Monday, June 17, 2024

Trois inscriptions chrétiennes

 


 Sous le règne de Théodose (379 - 395 AD), les anciens cultes ayant été interdits au bénéfice du seul Christiansime, érigé en religion d'État, le grand temple damascain vit s'interrompre le culte millénaire de l'antique Jupiter - Hadad. Comme ce fut le cas à Palmyre et dans de nombreuses autres localités, la cella fut certainement affectée au culte chrétienJean Malalas, qui écrivait au sixième siècle, tout comme la Chronique pascale, d'un siècle postérieur, disent simplement, sans autre précision, que Théodose transforma le temple de Damas en église chrétienne.
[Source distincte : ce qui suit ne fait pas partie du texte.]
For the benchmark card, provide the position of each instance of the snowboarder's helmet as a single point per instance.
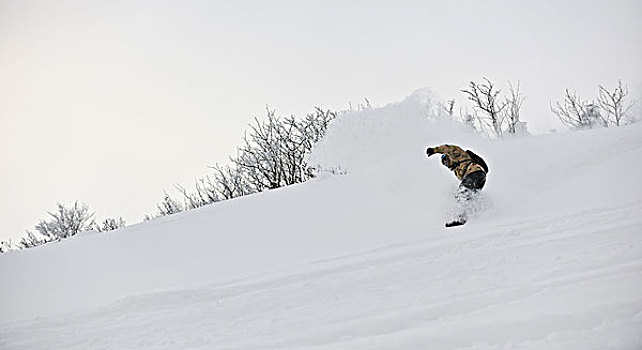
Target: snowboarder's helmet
(445, 160)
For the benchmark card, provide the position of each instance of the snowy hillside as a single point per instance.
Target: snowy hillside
(361, 260)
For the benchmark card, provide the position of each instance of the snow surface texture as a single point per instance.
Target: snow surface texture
(362, 261)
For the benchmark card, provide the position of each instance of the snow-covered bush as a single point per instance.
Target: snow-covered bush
(493, 113)
(111, 224)
(612, 108)
(66, 222)
(274, 154)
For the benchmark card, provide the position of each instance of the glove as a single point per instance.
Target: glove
(430, 151)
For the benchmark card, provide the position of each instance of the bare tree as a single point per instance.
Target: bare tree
(167, 206)
(274, 154)
(66, 222)
(513, 103)
(111, 224)
(614, 104)
(6, 246)
(577, 113)
(485, 99)
(450, 107)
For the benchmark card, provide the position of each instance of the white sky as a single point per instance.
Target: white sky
(112, 102)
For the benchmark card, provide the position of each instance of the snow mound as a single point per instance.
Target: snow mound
(396, 135)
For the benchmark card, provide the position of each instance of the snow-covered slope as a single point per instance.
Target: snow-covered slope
(361, 260)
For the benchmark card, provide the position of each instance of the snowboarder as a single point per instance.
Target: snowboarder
(469, 168)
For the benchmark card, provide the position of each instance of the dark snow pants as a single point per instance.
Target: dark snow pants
(470, 185)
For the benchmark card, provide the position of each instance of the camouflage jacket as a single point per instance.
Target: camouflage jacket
(461, 162)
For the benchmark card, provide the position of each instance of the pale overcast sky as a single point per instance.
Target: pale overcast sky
(111, 102)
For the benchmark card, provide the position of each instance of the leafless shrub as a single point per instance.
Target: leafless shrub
(614, 104)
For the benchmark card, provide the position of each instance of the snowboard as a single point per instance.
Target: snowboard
(455, 223)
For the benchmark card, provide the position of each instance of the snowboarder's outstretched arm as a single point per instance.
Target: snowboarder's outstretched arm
(455, 153)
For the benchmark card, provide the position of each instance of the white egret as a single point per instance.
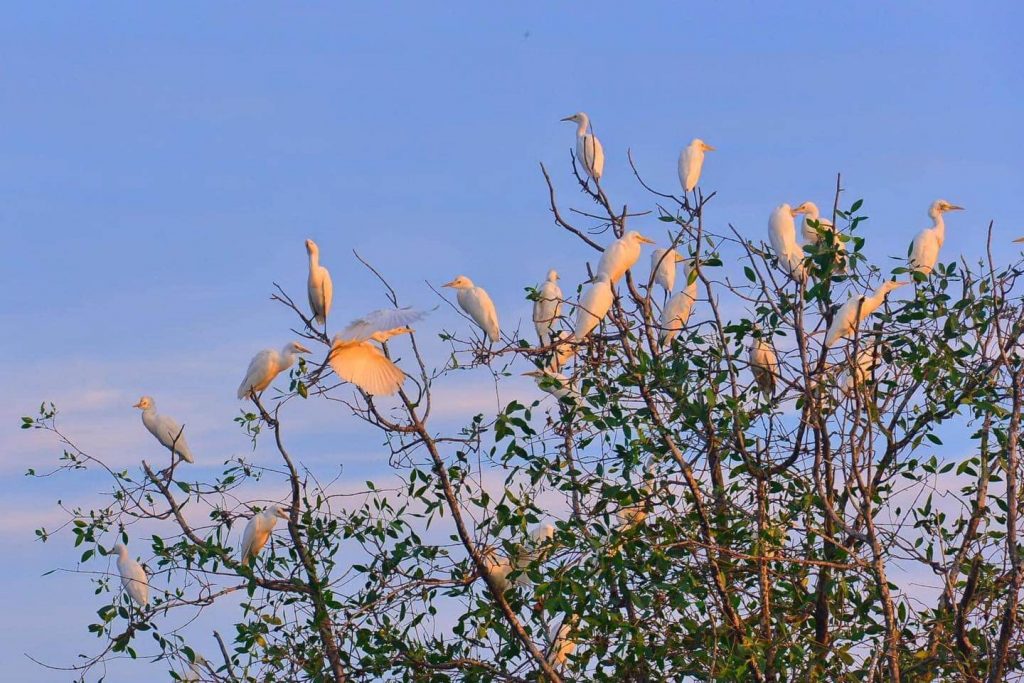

C'est probablement vers cette époque que fut gravée, en grec, sur l'architrave de la grande baie centrale de la porte sud, l'inscription tirée des Psaumes que l'on peut encore lire aujourd'hui: "Ta royauté, Ô Christ, est une royauté de tous les siècles, et ta domination s'étend de génération en génération" (Psaume 145:13). Le linteau de la baie latérale gauche portrait l'inscription: "Dieu est terrible dans la grande assemblée des saints, Il est redoutable pour tous ceux qui l'entourent" (Psaume 89:7). (*).

Le linteau de la baie latérale droite porte l'inscription fragmentaire: "L'aigle a orné son trône; son règne..." (**). La prétendue inscription grecque mentionnant une restauration de l'église Saint-Jean-Baptiste sous le règne d'Arcadius (395 - 408 AD) et dont le prêtre melkite ʾAnṭūn Būlād aurait transmis une traduction arabe au missionnaire irlandais Josias Leslie Porter est à l'évidence controuvée, la consécration de l'église à saint Jean-Baptiste étant certainement beaucoup plus tardive, de peu antérieure à la conquête musulmane. 

Comme les architraves du centre et de l'ouest portent une invocation au Christ et au Père, on pouvait conjecturer que sur la troisième baie, celle du côté est, on avait gravé une texte mentionnant le Saint-Esprit.  

L'esplanade extérieure du temple n'ayant plus sa raison d'être, les "païens" étant désormais pourchassés et leurs rites de circumambulation bannis, elle fut progressivement urbanisée. Afin de protéger les accès à l'église, des portiques à colonnades joignirent les portes du péribole à leurs homologues de l'enceinte extérieure. À l'ouest et au nord, ces colonnades typiquement byzantines avec archivoltes et impostes en tronc de pyramide renversé sont en grande partie préservées, alors qu'à l'est, seul un fragment de colonne a été retrouvé, intégré au mur d'une maison.    








(*) Il s'agit, selon Mouterde, du Psaume 89-8: "Tu as éloigné de moi mes amis, Tu m'as rendu pour eux un objet d'horreur; Je suis enfermé et je ne puis sortir".       
 (**) D'après Mouterde (en 1925): Comme les architraves du centre et de l'ouest portent une invocation au Christ et au Père, on pouvait conjecturer que sur la troisième baie, celle du côté est, on avait gravé un texte mentionnant le Saint-Esprit. Malheureusement, cette ouverture, murée depuis des siècles comme la porte centrale, était masquée par les masures accrochées à l'enceinte de la mosquée. Elle vient d'être dégagée par les travaux qui donnent de l'air au vieil édifice, et M. de Lorey a pu faire estamper l'inscription qui la surmonte. Les treize dernières lettres sont encore visibles, les autres sont cachées à nouveau par les boutiques. Le texte compte aujourd'hui 32 lettres, grêles et très allongées, analogues aux caractères des deux inscriptions gravées sur les linteaux du centre et de l'Ouest; elles peuvent remonter au règne de Théodose, mais aussi être plus récentes. La première phrase présente, au lieu de l'invocation attendue au Saint-Esprit, une allusion au nom donné couramment alors à cette partie du sanctuaire « l'aigle », c'est-à-dire « le fronton ». il ne fait point partie d'une citation scripturaire, mais d'un texte composé librement; au lieu de lire quelque verset des psaumes, comme sur les autres baies de la porte triomphale, nous trouvons ici un résumé, en trois mots, du grand tableau de l'Apocalypse, où saint Jean contemple le trône divin porté par les quatre animaux symboliques du prophète Ezéchiel





Gérard Degeorge. La grande mosquée des Omeyyades à Damas.‎ Actes Sud 2010 (p. 49-50).